Lui disiez-vous : J’ai du chagrin ou de la joie, telles ou telles espérances ou tel embarras, elle n’entrait dans votre situation qu’à cause du mot et non pas de la chose : ne pleurait avec vous qu’à cause que vous pleuriez, et non parce que vous aviez sujet de pleurer ; riait de même, s’intriguait pour vous sans s’intéresser à vos affaires, sans savoir qu’elle ne s’y intéressait pas, et seulement parce que vous lui aviez dit : Intriguez-vous.
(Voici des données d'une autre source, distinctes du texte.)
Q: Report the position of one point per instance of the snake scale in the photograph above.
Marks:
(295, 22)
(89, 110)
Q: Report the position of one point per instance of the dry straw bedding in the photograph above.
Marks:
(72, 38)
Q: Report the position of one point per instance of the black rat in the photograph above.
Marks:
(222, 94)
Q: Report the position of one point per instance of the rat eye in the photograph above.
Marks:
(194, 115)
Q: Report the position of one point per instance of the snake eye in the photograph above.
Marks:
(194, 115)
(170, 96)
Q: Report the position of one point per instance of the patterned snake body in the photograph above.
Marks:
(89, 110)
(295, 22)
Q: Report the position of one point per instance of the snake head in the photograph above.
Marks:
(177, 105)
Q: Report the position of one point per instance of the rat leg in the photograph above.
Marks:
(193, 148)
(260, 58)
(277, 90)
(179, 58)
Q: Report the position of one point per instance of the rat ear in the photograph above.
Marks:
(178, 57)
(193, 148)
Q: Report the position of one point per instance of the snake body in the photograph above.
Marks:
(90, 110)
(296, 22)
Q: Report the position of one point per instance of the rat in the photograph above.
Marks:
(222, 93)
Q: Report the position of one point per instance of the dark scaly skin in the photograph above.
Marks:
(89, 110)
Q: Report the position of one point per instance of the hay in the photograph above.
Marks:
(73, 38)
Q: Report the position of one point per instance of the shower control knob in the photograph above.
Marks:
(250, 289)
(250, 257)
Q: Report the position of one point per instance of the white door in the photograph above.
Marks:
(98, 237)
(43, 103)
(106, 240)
En un mot, c’étaient les termes et le ton avec lequel vous les prononciez, qui la remuaient. Si on lui avait dit : Votre ami, ou bien votre parent est mort, et qu’on le lui eût dit d’un air indifférent, elle eût répondu du même air : Est-il possible ? Lui eussiez-vous reparti avec tristesse qu’il n’était que trop vrai, elle eût repris d’un air affligé : Cela est bien fâcheux.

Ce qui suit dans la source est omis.